You have to feel Curry, an eager Duffer, owns a green jacket – if no other reason other than fitting into the audience when a busy schedule forces him to celebrate his birthday three days after the fact – at St. Patrick’s Day.
Curry may want to replace it for a look at the Chase Center late on Sunday afternoon. No, not to honor Scottie Scheffler, Fred Couples or who wins at Augusta.
Rather to greet what may prove to be one of the most memorable basketball performance ever.
It is a mouthful, but no one would have expected a similar event when David Thompson and George Gervin woke up 1,000 miles from each other on April 9, 1978-one day when the Gary player thought he had captured the biggest headline on sports pages around the world with a remarkable coming-off-bakom victory at Masters.
Thompson woke up at a Detroit hotel the same morning and realized that he might be rested on the last day of the NBA’s regular season even though he was only 14 points behind Gevin in the race for the league’s score.
On the question at the arena if he wanted to remove the game to better prepare for the upcoming playoffs, Thompson said no – and continued to fashion a comeback even bigger than the player’s and exploded for 73 points in the latest NBA game ever played at Cobo Arena.
Did it really happen? The legend says it did, even if only 3,482 can attest it. The game’s route point-played before ESPN was even in existence and when TNT had not yet received baseball-focused TBS-found in the NBA records.
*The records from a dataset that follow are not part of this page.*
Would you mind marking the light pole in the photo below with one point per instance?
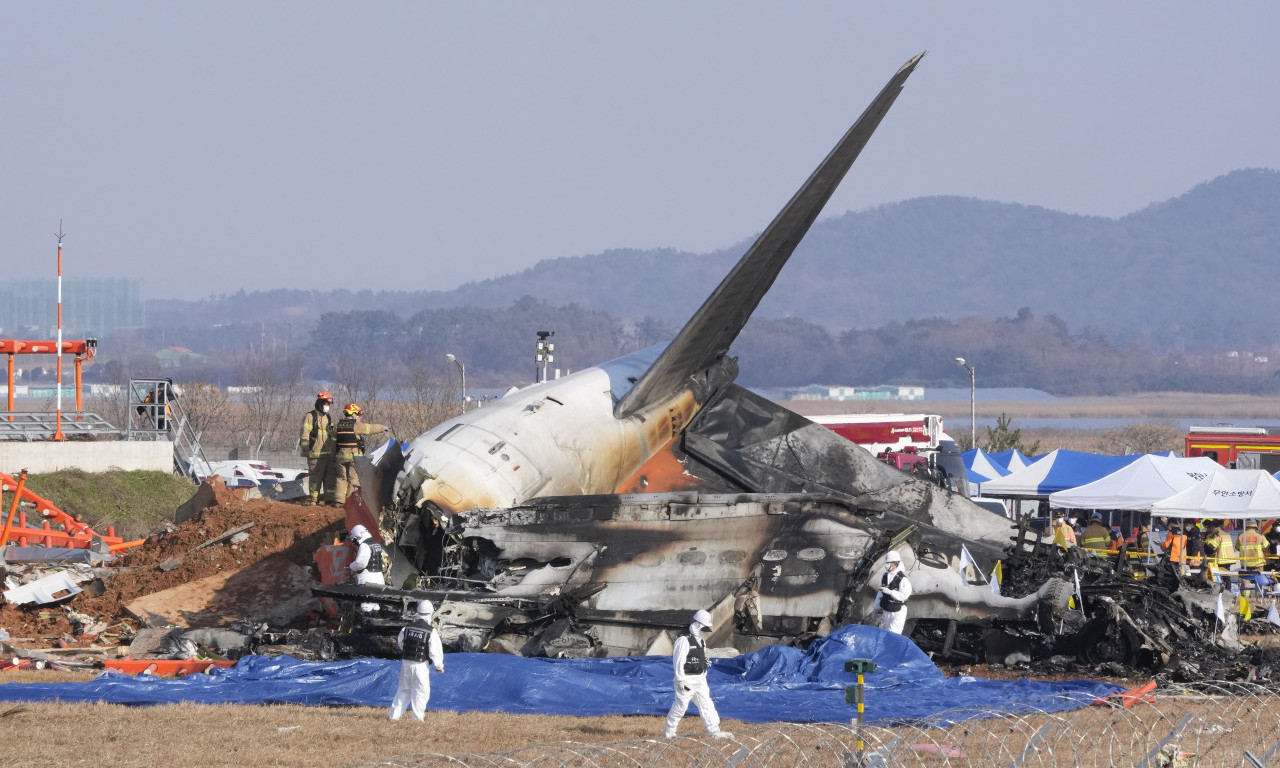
(462, 370)
(973, 403)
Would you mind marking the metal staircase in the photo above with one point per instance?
(154, 411)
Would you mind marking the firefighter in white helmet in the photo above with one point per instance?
(419, 644)
(894, 592)
(689, 659)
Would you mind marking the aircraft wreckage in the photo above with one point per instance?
(592, 515)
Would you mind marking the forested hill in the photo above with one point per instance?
(1197, 272)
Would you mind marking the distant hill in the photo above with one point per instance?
(1197, 272)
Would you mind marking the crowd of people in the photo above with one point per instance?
(330, 449)
(1189, 543)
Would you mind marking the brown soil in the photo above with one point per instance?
(279, 528)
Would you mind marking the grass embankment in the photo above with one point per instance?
(135, 502)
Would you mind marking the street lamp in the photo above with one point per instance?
(973, 406)
(462, 370)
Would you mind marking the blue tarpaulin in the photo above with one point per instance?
(773, 684)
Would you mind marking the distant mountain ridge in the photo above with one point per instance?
(1194, 272)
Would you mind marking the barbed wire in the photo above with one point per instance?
(1203, 726)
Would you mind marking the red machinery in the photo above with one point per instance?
(82, 350)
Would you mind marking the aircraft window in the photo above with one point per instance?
(693, 557)
(449, 432)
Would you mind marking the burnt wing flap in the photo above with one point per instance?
(707, 337)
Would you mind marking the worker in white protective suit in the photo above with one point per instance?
(894, 592)
(689, 661)
(368, 563)
(419, 644)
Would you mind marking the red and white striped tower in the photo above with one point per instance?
(58, 428)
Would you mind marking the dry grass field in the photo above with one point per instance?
(1197, 728)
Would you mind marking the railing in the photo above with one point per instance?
(30, 425)
(154, 411)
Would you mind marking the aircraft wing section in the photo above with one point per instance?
(708, 334)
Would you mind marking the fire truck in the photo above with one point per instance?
(1240, 447)
(914, 443)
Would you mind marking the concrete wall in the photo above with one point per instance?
(88, 456)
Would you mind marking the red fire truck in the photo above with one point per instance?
(910, 442)
(1243, 447)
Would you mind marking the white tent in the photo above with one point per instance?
(1226, 494)
(1138, 485)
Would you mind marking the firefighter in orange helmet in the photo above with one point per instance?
(318, 449)
(348, 443)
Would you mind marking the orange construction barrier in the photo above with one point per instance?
(163, 666)
(74, 534)
(1128, 699)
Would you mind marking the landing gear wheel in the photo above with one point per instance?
(1104, 641)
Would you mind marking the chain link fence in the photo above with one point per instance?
(1215, 725)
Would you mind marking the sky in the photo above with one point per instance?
(209, 147)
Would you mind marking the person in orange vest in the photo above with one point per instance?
(348, 438)
(1096, 536)
(1253, 547)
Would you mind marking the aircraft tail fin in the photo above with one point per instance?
(716, 324)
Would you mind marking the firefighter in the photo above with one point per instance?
(1194, 547)
(1064, 535)
(1253, 547)
(318, 449)
(689, 659)
(419, 644)
(348, 438)
(1097, 536)
(1175, 544)
(1116, 540)
(368, 566)
(1219, 544)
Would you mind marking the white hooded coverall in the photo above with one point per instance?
(415, 685)
(894, 621)
(364, 575)
(690, 688)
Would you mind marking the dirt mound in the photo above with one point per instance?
(278, 529)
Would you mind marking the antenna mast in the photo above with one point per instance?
(58, 428)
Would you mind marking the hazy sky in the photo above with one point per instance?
(215, 146)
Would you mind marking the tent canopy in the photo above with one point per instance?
(1226, 494)
(1137, 485)
(981, 466)
(1056, 471)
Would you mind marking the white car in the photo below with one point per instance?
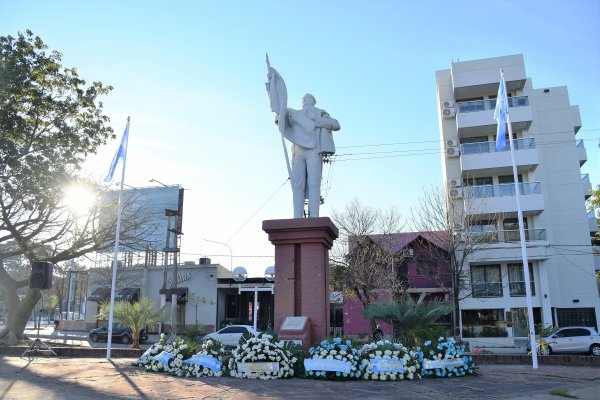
(572, 339)
(230, 335)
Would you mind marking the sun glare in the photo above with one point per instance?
(79, 199)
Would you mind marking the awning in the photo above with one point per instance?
(181, 294)
(99, 294)
(128, 294)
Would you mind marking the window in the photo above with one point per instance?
(231, 310)
(426, 268)
(516, 280)
(484, 323)
(486, 281)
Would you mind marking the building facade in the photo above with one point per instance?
(479, 179)
(207, 294)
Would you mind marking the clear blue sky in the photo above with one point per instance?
(191, 76)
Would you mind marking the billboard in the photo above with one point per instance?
(147, 215)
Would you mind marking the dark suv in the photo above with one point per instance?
(119, 334)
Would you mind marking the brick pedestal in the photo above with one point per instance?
(302, 270)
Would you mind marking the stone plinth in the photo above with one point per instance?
(302, 270)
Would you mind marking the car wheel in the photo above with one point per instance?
(545, 351)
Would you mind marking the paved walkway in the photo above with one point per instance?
(85, 378)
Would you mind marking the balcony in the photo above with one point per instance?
(496, 199)
(512, 236)
(477, 117)
(587, 186)
(484, 156)
(581, 152)
(592, 221)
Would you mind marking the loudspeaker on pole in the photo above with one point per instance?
(41, 275)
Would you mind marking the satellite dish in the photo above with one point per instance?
(270, 273)
(240, 274)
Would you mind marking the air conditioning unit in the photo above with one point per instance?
(454, 183)
(452, 151)
(448, 112)
(455, 193)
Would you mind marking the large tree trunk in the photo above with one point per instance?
(18, 310)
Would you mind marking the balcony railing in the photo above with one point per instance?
(490, 147)
(585, 178)
(504, 189)
(508, 236)
(486, 105)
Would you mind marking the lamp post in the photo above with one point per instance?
(240, 274)
(230, 253)
(160, 183)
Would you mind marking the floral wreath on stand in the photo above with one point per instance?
(385, 360)
(210, 361)
(262, 357)
(152, 351)
(335, 360)
(443, 358)
(170, 359)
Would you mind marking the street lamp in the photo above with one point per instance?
(230, 253)
(240, 274)
(160, 183)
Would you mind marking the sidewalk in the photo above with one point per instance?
(76, 378)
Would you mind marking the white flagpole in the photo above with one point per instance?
(522, 236)
(115, 257)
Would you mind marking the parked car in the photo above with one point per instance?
(119, 334)
(230, 335)
(572, 339)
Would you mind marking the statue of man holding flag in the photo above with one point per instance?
(310, 131)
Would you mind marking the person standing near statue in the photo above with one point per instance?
(310, 132)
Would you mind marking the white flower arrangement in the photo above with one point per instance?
(210, 361)
(262, 357)
(335, 360)
(443, 358)
(385, 360)
(170, 359)
(151, 352)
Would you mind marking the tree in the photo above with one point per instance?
(50, 120)
(362, 264)
(453, 225)
(407, 315)
(135, 316)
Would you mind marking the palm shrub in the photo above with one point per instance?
(408, 315)
(135, 316)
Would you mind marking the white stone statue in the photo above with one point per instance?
(310, 131)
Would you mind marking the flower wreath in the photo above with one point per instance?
(385, 360)
(210, 361)
(261, 357)
(146, 358)
(443, 358)
(335, 360)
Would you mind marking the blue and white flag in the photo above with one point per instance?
(500, 114)
(119, 155)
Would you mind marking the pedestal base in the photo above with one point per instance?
(302, 270)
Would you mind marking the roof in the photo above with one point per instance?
(396, 242)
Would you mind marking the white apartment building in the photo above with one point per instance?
(548, 158)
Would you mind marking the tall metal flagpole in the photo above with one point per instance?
(522, 236)
(115, 257)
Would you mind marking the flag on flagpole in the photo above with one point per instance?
(119, 155)
(500, 114)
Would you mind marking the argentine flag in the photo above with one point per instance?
(500, 114)
(121, 154)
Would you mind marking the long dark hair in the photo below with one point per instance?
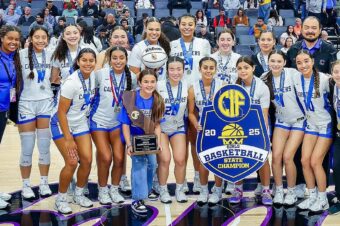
(30, 48)
(81, 53)
(126, 69)
(163, 40)
(315, 73)
(158, 106)
(62, 48)
(3, 32)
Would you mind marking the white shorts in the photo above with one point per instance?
(76, 130)
(29, 111)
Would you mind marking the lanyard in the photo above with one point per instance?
(117, 91)
(41, 68)
(263, 62)
(86, 91)
(308, 100)
(174, 102)
(207, 101)
(279, 94)
(252, 88)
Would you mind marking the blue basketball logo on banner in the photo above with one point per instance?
(234, 141)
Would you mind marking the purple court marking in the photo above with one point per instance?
(322, 218)
(180, 217)
(265, 221)
(153, 216)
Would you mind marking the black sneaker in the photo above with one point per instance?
(139, 207)
(153, 196)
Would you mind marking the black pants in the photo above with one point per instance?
(3, 122)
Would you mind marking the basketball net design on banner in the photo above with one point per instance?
(234, 141)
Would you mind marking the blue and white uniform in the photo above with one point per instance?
(317, 109)
(175, 100)
(81, 91)
(135, 59)
(109, 90)
(289, 113)
(201, 98)
(226, 66)
(36, 99)
(192, 53)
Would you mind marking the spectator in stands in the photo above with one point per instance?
(264, 9)
(289, 33)
(26, 19)
(11, 18)
(69, 11)
(221, 20)
(258, 28)
(274, 19)
(240, 18)
(174, 4)
(53, 9)
(39, 21)
(48, 18)
(288, 43)
(205, 34)
(170, 29)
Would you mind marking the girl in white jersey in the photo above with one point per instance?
(35, 108)
(289, 126)
(175, 93)
(105, 129)
(200, 95)
(313, 91)
(192, 50)
(153, 36)
(259, 94)
(70, 131)
(225, 57)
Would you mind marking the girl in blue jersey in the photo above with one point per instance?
(105, 129)
(259, 94)
(313, 90)
(151, 105)
(70, 131)
(200, 95)
(10, 81)
(289, 125)
(35, 108)
(175, 94)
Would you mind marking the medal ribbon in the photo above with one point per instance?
(41, 68)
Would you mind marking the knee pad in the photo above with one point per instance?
(44, 142)
(27, 146)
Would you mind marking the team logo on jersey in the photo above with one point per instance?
(234, 142)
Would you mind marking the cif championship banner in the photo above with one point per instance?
(234, 141)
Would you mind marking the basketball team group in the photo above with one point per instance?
(74, 96)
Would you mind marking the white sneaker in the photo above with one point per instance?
(197, 185)
(4, 196)
(116, 197)
(258, 190)
(164, 195)
(230, 188)
(104, 196)
(44, 190)
(278, 198)
(300, 191)
(215, 197)
(82, 200)
(3, 204)
(290, 198)
(27, 193)
(203, 197)
(124, 184)
(320, 204)
(61, 205)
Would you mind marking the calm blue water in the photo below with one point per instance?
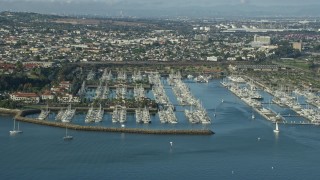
(234, 152)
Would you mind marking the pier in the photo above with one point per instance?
(20, 116)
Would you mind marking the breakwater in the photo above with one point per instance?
(20, 116)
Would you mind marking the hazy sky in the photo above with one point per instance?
(164, 7)
(177, 2)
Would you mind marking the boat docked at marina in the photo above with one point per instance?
(14, 130)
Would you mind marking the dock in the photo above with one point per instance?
(20, 116)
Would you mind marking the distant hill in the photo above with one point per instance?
(161, 10)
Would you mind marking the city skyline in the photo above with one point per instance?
(161, 8)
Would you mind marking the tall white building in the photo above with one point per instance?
(265, 40)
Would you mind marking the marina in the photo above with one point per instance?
(237, 138)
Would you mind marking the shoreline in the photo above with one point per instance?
(20, 116)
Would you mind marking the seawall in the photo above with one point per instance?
(20, 116)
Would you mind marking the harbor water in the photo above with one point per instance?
(242, 148)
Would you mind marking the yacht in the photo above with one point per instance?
(15, 131)
(277, 128)
(67, 137)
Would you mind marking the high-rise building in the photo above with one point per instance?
(297, 45)
(265, 40)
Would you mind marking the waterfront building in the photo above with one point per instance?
(25, 97)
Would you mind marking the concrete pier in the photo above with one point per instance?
(20, 116)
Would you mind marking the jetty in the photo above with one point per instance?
(20, 116)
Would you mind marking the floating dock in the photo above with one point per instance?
(20, 116)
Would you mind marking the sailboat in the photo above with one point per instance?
(67, 137)
(252, 115)
(277, 128)
(15, 131)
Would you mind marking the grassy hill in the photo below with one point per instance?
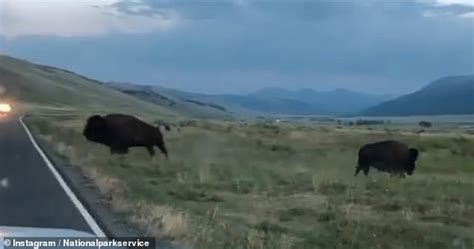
(252, 104)
(448, 95)
(184, 106)
(32, 87)
(256, 185)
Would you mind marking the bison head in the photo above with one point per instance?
(95, 129)
(412, 156)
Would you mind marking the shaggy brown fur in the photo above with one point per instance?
(390, 156)
(120, 132)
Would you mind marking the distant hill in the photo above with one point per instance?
(270, 100)
(448, 95)
(40, 86)
(249, 104)
(334, 101)
(161, 97)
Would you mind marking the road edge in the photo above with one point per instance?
(72, 196)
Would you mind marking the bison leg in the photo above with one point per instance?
(363, 168)
(163, 149)
(118, 150)
(151, 150)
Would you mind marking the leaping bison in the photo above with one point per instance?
(120, 132)
(389, 156)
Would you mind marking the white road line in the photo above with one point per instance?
(85, 214)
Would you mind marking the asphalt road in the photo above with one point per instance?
(30, 193)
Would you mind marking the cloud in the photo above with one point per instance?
(458, 2)
(76, 18)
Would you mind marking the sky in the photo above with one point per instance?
(239, 46)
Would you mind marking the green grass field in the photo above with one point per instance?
(255, 186)
(230, 185)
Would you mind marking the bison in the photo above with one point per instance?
(390, 156)
(120, 132)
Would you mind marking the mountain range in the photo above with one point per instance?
(46, 86)
(269, 100)
(447, 95)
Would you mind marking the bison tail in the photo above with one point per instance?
(413, 154)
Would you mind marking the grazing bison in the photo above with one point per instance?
(119, 132)
(390, 156)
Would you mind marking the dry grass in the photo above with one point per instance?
(286, 186)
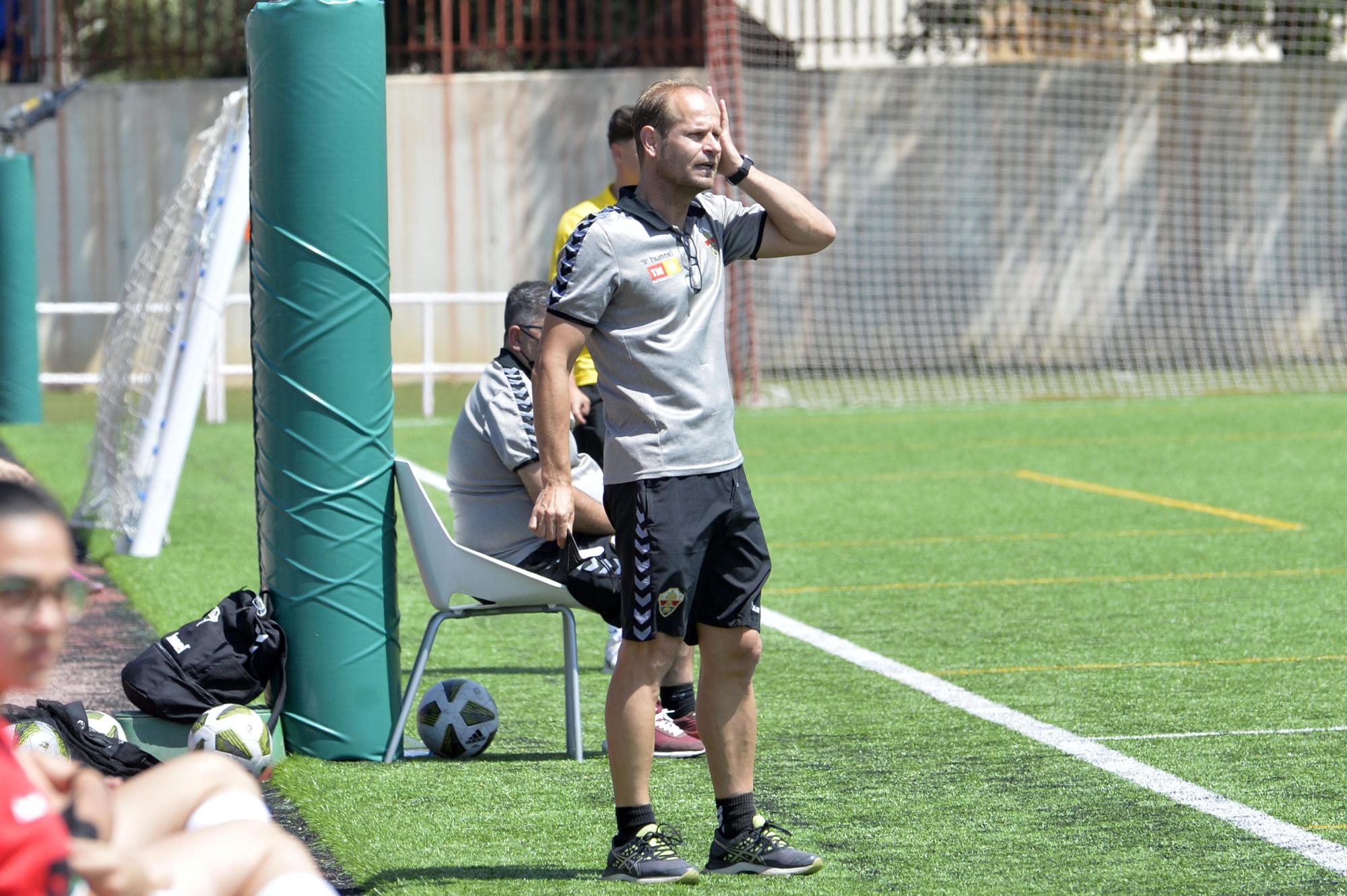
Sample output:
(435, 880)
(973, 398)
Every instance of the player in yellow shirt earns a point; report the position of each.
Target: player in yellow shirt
(587, 405)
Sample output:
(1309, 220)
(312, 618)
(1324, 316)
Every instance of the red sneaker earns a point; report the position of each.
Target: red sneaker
(671, 739)
(688, 724)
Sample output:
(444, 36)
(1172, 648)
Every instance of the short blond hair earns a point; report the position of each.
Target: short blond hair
(654, 106)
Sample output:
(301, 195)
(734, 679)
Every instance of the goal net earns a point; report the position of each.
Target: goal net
(153, 343)
(1039, 198)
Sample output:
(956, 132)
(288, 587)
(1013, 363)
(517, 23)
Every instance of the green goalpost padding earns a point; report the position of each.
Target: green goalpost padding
(21, 396)
(323, 366)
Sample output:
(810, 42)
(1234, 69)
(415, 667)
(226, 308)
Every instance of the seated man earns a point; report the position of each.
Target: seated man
(192, 827)
(495, 475)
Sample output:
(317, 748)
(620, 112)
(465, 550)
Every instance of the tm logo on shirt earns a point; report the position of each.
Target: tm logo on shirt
(662, 269)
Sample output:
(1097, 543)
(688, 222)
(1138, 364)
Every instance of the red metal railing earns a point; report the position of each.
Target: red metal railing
(55, 40)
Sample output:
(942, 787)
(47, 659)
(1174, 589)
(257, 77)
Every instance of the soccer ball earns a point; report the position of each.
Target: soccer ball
(106, 726)
(457, 719)
(40, 738)
(235, 731)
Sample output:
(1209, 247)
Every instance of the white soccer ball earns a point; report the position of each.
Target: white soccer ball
(235, 731)
(37, 736)
(457, 719)
(106, 726)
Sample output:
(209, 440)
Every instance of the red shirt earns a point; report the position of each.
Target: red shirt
(34, 840)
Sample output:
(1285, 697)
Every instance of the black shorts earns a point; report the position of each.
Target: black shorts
(596, 584)
(692, 551)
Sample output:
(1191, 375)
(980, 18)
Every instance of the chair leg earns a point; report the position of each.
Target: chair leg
(395, 738)
(573, 687)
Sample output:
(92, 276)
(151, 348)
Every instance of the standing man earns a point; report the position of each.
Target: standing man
(645, 283)
(495, 475)
(587, 401)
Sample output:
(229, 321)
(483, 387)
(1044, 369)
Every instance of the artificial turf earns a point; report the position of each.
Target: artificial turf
(910, 533)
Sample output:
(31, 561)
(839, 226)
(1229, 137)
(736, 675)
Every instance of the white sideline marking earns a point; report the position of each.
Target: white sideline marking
(1317, 850)
(428, 477)
(1224, 734)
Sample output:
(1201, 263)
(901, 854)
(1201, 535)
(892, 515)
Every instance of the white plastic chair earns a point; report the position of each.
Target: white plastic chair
(499, 588)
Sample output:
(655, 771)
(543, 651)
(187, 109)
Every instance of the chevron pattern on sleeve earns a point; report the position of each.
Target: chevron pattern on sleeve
(525, 400)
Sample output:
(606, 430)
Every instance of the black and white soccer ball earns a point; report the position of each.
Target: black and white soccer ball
(457, 719)
(37, 736)
(235, 731)
(107, 726)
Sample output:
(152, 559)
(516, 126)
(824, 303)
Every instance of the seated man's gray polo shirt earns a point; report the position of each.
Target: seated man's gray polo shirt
(492, 440)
Just don’t go and look for clips on the internet, which raises the question: What did people do with their phones that day?
Unfortunately, Thompson reached the news about the performance Louisiana Superdome before Gervin could tip off his finale, which was conveniently planned at night.
Iceman answered with a 53-point in the first half and finished with 63 and claimed the title with four points and covered one of the most memorable days in the NBA’s regular seasonal history.
Could it possibly be topped on a Sunday when there is little left to be decided in the NBA? Never underestimate curry.
The reigning 3-point master is in a Thompson-Depth Hole 48 years later. He tracks Anthony Edwards by 10 in the duel to be the 2025 long distance champion.
The NBA does not plan night games on the last day of the regular season anymore. So Curry and Edwards will keep a fair fight – both tip at 12:30 Pacific, Edwards at home against jazz, Curry at home against Clippers.
I know what you are thinking … Curry would have to hit three straight holes-in-one at Amen Corner to make a 10-trip deficit in 48 minutes. Unfortunately, this head-to-head has not reached the back nine yet.
Curry gets a shot at Portland on Friday night, a Patsy that he has made nine 3 points on several occasions.
At the same time, Edwards comes from an exhausting effort in a critical victory over Memphis on the front of a back-to-back Thursday evening. He might just leave the driver in the bag on Friday in what should be an empty bench laugh at the low nets.
And that would be a big mistake. No one waves at the night night to Stephen Curry.
Come on Sunday, the basketball world will have waited almost half a century on Thompson-Gervin II. It never got to see the original.
This time will be different. Curry does things differently. All eyes will be on potential history in creation.